From eb3515dc99c7c85f4170b50838136b2a193f8012 Mon Sep 17 00:00:00 2001
From: Arnd Bergmann <arnd@arndb.de>
Date: Wed, 9 Aug 2023 15:05:00 +0200
Subject: [PATCH 7/7] x86: Move gds_ucode_mitigated() declaration to header

The declaration got placed in the .c file of the caller, but that
causes a warning for the definition:

arch/x86/kernel/cpu/bugs.c:682:6: error: no previous prototype for 'gds_ucode_mitigated' [-Werror=missing-prototypes]

Move it to a header where both sides can observe it instead.

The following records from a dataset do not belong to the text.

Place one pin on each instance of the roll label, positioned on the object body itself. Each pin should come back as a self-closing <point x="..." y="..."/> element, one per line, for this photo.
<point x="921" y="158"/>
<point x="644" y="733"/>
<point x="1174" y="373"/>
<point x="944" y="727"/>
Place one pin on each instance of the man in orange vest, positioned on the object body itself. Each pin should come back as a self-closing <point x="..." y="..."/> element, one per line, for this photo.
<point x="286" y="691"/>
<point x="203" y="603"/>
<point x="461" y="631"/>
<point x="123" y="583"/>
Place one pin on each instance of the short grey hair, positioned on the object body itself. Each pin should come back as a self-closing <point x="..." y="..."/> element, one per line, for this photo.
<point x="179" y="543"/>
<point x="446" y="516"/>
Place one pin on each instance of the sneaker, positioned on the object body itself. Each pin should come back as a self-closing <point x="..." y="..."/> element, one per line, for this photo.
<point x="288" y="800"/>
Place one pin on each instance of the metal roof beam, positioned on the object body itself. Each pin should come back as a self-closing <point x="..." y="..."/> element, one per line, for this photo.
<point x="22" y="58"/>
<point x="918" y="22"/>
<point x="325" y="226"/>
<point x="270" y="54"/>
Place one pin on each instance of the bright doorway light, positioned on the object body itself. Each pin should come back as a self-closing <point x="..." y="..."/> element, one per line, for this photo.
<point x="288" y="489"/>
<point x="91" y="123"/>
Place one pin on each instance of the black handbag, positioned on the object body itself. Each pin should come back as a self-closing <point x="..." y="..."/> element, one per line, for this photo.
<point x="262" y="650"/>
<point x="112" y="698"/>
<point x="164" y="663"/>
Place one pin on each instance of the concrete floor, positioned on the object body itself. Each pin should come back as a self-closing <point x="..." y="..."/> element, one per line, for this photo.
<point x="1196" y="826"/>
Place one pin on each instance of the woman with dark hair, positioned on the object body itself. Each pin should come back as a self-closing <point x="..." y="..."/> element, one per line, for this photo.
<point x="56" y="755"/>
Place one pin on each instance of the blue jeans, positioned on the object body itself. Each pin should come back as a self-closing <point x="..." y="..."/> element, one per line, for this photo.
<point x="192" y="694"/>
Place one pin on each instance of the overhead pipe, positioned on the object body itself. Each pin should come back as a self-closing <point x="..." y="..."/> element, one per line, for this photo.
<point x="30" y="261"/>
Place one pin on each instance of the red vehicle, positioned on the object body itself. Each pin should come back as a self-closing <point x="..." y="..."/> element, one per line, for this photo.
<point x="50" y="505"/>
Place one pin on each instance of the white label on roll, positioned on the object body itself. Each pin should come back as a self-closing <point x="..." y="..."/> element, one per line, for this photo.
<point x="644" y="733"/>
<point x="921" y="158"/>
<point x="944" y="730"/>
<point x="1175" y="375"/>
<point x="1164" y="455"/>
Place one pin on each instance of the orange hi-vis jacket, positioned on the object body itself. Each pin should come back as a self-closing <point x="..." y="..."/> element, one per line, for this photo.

Fixes: 81ac7e5d74174 ("KVM: Add GDS_NO support to KVM")
Signed-off-by: Arnd Bergmann <arnd@arndb.de>
Signed-off-by: Dave Hansen <dave.hansen@linux.intel.com>
Tested-by: Daniel Sneddon <daniel.sneddon@linux.intel.com>
Cc: stable@kernel.org
Link: https://lore.kernel.org/all/20230809130530.1913368-2-arnd%40kernel.org
---
 arch/x86/include/asm/processor.h | 2 ++
 arch/x86/kvm/x86.c               | 2 --
 2 files changed, 2 insertions(+), 2 deletions(-)

diff --git a/arch/x86/include/asm/processor.h b/arch/x86/include/asm/processor.h
index 973db04065287..4ae2773b873da 100644
--- a/arch/x86/include/asm/processor.h
+++ b/arch/x86/include/asm/processor.h
@@ -731,4 +731,6 @@ bool arch_is_platform_page(u64 paddr);
 #define arch_is_platform_page arch_is_platform_page
 #endif
 
+extern bool gds_ucode_mitigated(void);
+
 #endif /* _ASM_X86_PROCESSOR_H */
diff --git a/arch/x86/kvm/x86.c b/arch/x86/kvm/x86.c
index 19d9ff92d6991..c381770bcbf13 100644
--- a/arch/x86/kvm/x86.c
+++ b/arch/x86/kvm/x86.c
@@ -314,8 +314,6 @@ u64 __read_mostly host_xcr0;
 
 static struct kmem_cache *x86_emulator_cache;
 
-extern bool gds_ucode_mitigated(void);
-
 /*
  * When called, it means the previous get/set msr reached an invalid msr.
  * Return true if we want to ignore/silent this failed msr access.